La question de l'accompagnement des victimes de violences et de leur accès à la justice ne peut faire l'économie d'une réflexion pluridimensionnelle, en particulier quant aux freins économiques qui entravent ces démarches.
D'une part, notre groupe appelle à réformer l'aide juridictionnelle afin d'améliorer l'accès des victimes de violences sexistes et sexuelles à la justice dont le coût reste prohibitif.
Si l'aide juridictionnelle n’est pas soumise à condition de ressources dans les cas de viol, les victimes d'agression ou de harcèlement sexuel doivent remplir certains critères pour en bénéficier, dont un plafond de revenus défini. Or, ceux-ci sont calculés à partir du foyer fiscal. Ainsi, l'éligibilité d'une victime de violences sexuelles est en partie déterminé par les revenus de son partenaire alors même que nombre de ces violences se produisent dans un cadre conjugal.
En outre, ces conditions d’éligibilité sont particulièrement injustes pour les femmes, qui disposent du revenu le plus faible dans trois couples sur quatre.
Dans notre programme l'Avenir en commun, nous proposons la revalorisation immédiate de l’aide juridictionnelle (augmentation et redéfinition des subsides accordés aux avocat·es). Nous proposons que les actes pouvant bénéficier de cette aide soient élargis à la phase de conseil et de pré-contentieux, les plafonds révisés à la hausse et les seuils rendus plus progressifs de manière à assurer une plus grande accessibilité pour tous les justiciables. En outre, nous souhaitons permettre aux femmes d’y accéder selon le barème de leur revenu sans la prise en compte de leur patrimoine immobilier en indivision avec leur conjoint.
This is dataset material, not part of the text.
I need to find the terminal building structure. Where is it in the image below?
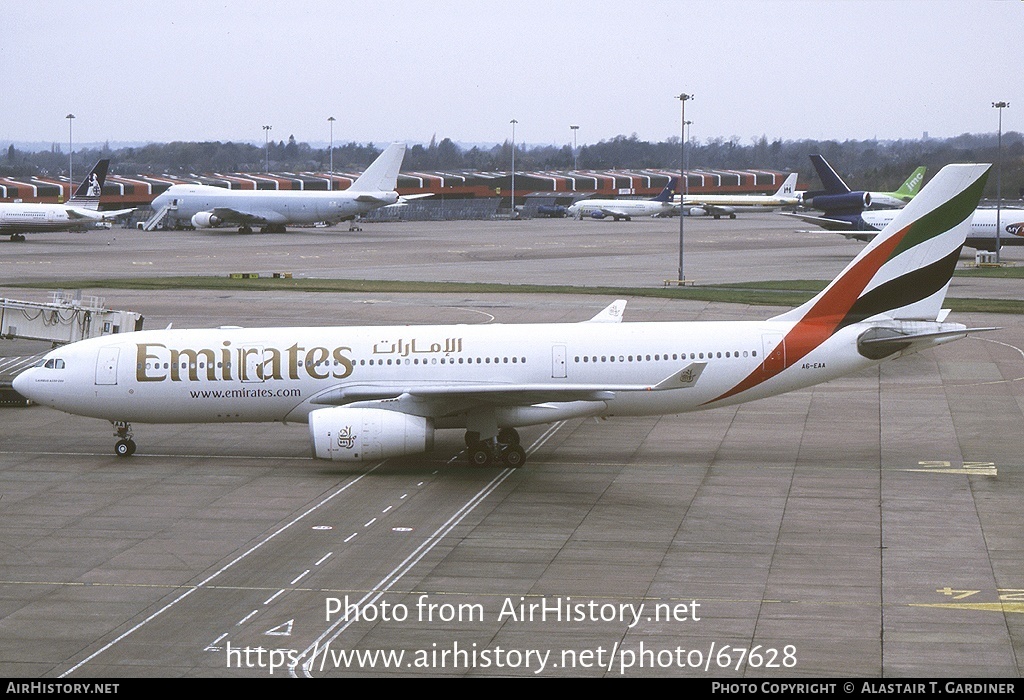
[0,170,787,218]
D'autre part, nous estimons qu'il est temps d'interroger la place du monde professionnel, qui constitue souvent un frein supplémentaire pour les victimes qui souhaitent entamer ces démarches judiciaires.
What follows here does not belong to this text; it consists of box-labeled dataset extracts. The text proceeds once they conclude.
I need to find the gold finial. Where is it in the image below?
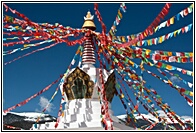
[82,11,96,30]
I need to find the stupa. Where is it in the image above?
[32,11,133,130]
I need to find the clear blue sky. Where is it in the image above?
[3,3,193,116]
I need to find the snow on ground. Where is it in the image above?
[10,112,48,118]
[117,110,193,123]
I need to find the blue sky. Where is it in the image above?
[3,3,193,116]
Celles-ci se heurtent bien souvent aux contraintes inhérentes au monde professionnel (horaires contraignants, poids de la hiérarchie, omerta autour de la réalité de ces violences, notamment lorsqu'elles sont commises au travail, absence de référents sur les questions de violences sexistes et sexuelles...) qui font courir la crainte d'un licenciement et donc d'une perte de revenus. Ces craintes sont d'autant plus fortes lorsque les violences sont commises sur le lieu de travail, théâtre de 10 viols ou tentatives de viol chaque jour en France selon la CGT.
Dans ce contexte, le groupe de la France insoumise a déposé une proposition de loi visant à accompagner les victimes en amont de la phase judiciaire, en adaptant le monde du travail à la réalité des VSS, qu'elles soient commises ou non dans le cadre professionnel. Nous proposons notamment la création d'un congé supplémentaire ou, dans la fonction publique, une autorisation d’absence rémunérée ne pouvant être inférieur à dix jours pour que les victimes puissent effectuer des démarches judiciaires (mais aussi médicales, psychologiques, sociales...).